Como herramienta para el avance de
los intereses de la clase política, la inflación bajo dinero fiduciario y banca
central es por tanto claramente politrópica: es capaz de generar un impuesto
oculto que centra toda la economía en un pequeño cártel de banqueros
estratégicamente posicionados, que no tienen otro interés que patrocinar
(repito, con moneda fiduciaria sin valor) la expansión del control público
sobre nuestras vidas. Coincidiendo con la centralización del poder dentro de
las entrañas del estado, las decisiones de los negocios también se concentran
cada vez más, enredadas con la nobleza moderna del sector bancario.
Y la razón es muy sencilla: a
medida que el ahorro se desanima por parte del sistema monetario, las empresas
se hacen cada vez más dependientes de la deuda, financiando sus trabajos con
crédito que fluye de una clase de prestamistas naturalmente entrometidos.
Encadenados por el poder condensado de los grandes bancos de Wall Street, el
economía se vuelve rígida y esclerotizada, impidiendo la agilidad e innovación
que reinarían en un mercado verdaderamente libre. La inflación fiduciaria,
argumenta Hülsmann, “crea mayor jerarquía y poder centralizado en la toma de
decisiones de la que existiría en el mercado libre”.
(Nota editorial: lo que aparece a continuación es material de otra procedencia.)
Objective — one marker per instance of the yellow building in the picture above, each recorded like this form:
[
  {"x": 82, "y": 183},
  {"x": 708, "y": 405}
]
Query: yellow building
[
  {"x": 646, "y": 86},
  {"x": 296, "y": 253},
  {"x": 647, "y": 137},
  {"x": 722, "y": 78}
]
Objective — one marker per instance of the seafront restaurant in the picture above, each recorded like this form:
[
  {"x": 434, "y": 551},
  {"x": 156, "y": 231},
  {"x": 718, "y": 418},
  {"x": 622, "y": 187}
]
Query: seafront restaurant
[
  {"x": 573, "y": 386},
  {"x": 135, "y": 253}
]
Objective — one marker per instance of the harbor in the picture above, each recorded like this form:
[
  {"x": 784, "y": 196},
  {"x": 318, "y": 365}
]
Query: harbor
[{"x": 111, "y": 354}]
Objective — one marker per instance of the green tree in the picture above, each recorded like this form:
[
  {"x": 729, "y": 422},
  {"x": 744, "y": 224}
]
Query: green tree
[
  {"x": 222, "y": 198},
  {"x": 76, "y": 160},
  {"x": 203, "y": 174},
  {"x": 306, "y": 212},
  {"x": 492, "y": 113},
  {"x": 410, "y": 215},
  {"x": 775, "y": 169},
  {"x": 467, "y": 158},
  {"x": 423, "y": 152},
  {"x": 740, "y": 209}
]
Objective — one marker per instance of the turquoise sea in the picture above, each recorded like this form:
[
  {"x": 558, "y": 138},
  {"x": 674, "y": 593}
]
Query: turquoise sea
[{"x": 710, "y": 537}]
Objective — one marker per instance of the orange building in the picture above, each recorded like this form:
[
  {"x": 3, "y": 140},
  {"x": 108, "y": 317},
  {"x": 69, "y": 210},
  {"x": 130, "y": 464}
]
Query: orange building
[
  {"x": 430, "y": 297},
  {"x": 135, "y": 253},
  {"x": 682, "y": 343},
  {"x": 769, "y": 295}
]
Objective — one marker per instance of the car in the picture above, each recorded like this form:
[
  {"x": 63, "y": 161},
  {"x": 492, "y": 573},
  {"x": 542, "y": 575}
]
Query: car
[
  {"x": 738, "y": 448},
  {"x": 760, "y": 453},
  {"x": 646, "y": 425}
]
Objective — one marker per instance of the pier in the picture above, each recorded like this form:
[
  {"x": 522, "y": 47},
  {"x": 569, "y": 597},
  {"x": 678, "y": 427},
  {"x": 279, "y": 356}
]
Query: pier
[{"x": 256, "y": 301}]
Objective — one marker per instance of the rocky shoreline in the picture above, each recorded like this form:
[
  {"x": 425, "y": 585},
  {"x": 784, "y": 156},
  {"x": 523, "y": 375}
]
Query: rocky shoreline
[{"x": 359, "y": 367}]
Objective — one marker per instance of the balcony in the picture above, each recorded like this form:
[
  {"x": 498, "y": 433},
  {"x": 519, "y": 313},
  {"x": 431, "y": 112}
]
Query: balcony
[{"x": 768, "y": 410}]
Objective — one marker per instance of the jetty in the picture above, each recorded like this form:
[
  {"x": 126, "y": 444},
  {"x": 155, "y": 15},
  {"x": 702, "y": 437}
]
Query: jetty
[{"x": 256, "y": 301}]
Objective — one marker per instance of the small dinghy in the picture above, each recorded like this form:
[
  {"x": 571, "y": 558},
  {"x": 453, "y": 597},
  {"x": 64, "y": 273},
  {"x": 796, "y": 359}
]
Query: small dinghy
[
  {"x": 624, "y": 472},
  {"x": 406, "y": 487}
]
Así que no solo las políticas
inflacionistas de la Fed hacen inevitable una deuda pública insostenible:
también otorgan a los grandes bancos la dirección de todo el marco económico.
Aunque su influencia se vería controlada por las mareas de un mercado libre, se
convierten, dentro de la economía cartelizada de la Fed, en el eje central de todo
el comercio. Ese privilegio acaba costando a contribuyentes y consumidores
miles de millones, poniendo perpetuamente a toda la economía en la ruta de la
crisis y la ruina. La alternativa es un mercado liberado de las innecesarias
regulaciones del estado y de su canceroso banco central, un mercado que no
impida por la fuerza respuestas racionales a las señales económicas. Esa
alternativa es la única solución real al problema de la deuda.
Dentro del sistema actual, un
presupuesto equilibrado solamente podría significar niveles agobiantes y
abrumadores de impuestos, que servirían incluso para arruinar aún más la
economía. Una remedio real a la situación de la deuda pública es la eliminación
de sus incentivos subyacentes y su causa raíz. Es hora de liberar a la vida
económica de la carga del Sistema de la Reserva Federal, dejando que los
intercambios voluntarios de los individuos decidan las cuestiones del dinero y
del crédito.
David D’Amato es analista de
noticias para el Center for a
Stateless Society. Es abogado y trabaja actualmente en un máster legal
sobre derecho mercantil internacional.